Barrett Oglesby created GEODE-7750:
--------------------------------------

             Summary: If a member is force disconnected from the distributed 
system repeatedly, it reconnects each time, but after the second force 
disconnect, it shuts down after reconnecting
                 Key: GEODE-7750
                 URL: https://issues.apache.org/jira/browse/GEODE-7750
             Project: Geode
          Issue Type: Bug
          Components: membership
            Reporter: Barrett Oglesby


If I start a server using gfsh and repeatedly invoke the 
MembershipManagerHelper crashDistributedSystem method to force it to disconnect 
from the distributed system, it reconnects each time, but after the second 
force disconnect, the server shuts down after reconnecting.

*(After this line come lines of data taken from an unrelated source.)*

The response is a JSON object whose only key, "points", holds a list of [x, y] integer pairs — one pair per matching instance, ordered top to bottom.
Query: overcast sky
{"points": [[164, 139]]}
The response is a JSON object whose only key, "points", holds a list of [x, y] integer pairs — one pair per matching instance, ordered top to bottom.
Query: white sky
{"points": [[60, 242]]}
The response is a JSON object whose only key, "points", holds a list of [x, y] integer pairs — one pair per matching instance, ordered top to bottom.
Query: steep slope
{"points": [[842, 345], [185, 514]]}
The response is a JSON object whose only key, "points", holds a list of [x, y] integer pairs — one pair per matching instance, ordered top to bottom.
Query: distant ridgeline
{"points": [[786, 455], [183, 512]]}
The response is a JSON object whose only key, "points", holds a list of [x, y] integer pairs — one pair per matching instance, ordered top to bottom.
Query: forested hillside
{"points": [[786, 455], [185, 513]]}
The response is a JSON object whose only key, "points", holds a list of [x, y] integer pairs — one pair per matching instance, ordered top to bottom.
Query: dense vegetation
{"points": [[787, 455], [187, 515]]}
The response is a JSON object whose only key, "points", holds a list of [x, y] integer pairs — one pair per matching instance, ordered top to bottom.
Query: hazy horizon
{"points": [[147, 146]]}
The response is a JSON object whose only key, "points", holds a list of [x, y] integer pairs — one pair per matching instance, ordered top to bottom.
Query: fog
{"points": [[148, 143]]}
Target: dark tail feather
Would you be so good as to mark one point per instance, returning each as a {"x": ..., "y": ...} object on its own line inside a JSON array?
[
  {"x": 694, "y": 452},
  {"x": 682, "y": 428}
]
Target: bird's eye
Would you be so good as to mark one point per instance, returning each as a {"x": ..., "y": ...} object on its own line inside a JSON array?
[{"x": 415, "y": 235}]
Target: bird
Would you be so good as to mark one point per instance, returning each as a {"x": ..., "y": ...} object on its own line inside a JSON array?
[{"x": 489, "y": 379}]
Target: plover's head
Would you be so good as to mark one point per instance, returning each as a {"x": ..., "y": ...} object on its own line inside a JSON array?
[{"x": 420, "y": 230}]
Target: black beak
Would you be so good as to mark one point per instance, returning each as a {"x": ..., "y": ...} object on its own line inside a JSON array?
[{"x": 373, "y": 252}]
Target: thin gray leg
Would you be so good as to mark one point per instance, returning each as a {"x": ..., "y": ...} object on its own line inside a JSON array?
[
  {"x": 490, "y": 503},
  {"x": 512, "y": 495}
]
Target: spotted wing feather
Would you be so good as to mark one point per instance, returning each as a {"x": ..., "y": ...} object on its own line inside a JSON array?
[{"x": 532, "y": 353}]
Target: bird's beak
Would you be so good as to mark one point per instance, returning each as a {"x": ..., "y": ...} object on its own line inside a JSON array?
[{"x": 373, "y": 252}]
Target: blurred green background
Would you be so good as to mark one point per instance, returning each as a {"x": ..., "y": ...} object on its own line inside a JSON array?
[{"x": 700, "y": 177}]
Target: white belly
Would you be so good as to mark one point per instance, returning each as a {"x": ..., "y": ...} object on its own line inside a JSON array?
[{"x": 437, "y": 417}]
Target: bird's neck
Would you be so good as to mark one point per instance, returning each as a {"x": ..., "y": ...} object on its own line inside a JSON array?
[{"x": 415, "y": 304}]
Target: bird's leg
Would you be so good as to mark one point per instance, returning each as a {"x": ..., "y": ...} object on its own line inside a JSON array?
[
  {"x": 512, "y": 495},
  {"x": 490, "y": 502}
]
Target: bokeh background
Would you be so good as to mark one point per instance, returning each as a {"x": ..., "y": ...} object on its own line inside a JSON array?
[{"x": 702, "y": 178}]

Here is truncated logging for the first disconnect:
{noformat}
[info 2020/01/29 11:41:07.613 PST <Function Execution Processor3> tid=0x44] 
crashing distributed system: Connected "server1" (id=76d0ecd7) to distributed 
system using locators "localhost[23456]" logging to cacheserver.log  started at 
Wed Jan 29 11:32:37 PST 2020

[info 2020/01/29 11:41:07.613 PST <Function Execution Processor3> tid=0x44] 
GroupMembershipService.beSick invoked for 
192.168.99.1(server1:51825)<ec><v3>:41001 - simulating sickness

[info 2020/01/29 11:41:07.613 PST <Function Execution Processor3> tid=0x44] 
GroupMembershipService.playDead invoked for 
192.168.99.1(server1:51825)<ec><v3>:41001

[fatal 2020/01/29 11:41:07.613 PST <Function Execution Processor3> tid=0x44] 
Membership service failure: for testing
org.apache.geode.distributed.internal.membership.api.MemberDisconnectedException:
 for testing
        at 
org.apache.geode.distributed.internal.membership.gms.GMSMembership$ManagerImpl.forceDisconnect(GMSMembership.java:2004)
        at 
org.apache.geode.distributed.internal.membership.api.MembershipManagerHelper.crashDistributedSystem(MembershipManagerHelper.java:66)
        at 
MembershipCycleHealthFunction.execute(MembershipCycleHealthFunction.java:20)
        at 
org.apache.geode.internal.cache.execute.AbstractExecution.executeFunctionLocally(AbstractExecution.java:328)
        at 
org.apache.geode.internal.cache.execute.AbstractExecution.lambda$executeFunctionOnLocalNode$1(AbstractExecution.java:299)
        at 
java.util.concurrent.ThreadPoolExecutor.runWorker(ThreadPoolExecutor.java:1142)
        at 
java.util.concurrent.ThreadPoolExecutor$Worker.run(ThreadPoolExecutor.java:617)
        at 
org.apache.geode.distributed.internal.ClusterOperationExecutors.runUntilShutdown(ClusterOperationExecutors.java:449)
        at 
org.apache.geode.distributed.internal.ClusterOperationExecutors.doFunctionExecutionThread(ClusterOperationExecutors.java:379)
        at 
org.apache.geode.logging.internal.executors.LoggingThreadFactory.lambda$newThread$0(LoggingThreadFactory.java:119)
        at java.lang.Thread.run(Thread.java:745)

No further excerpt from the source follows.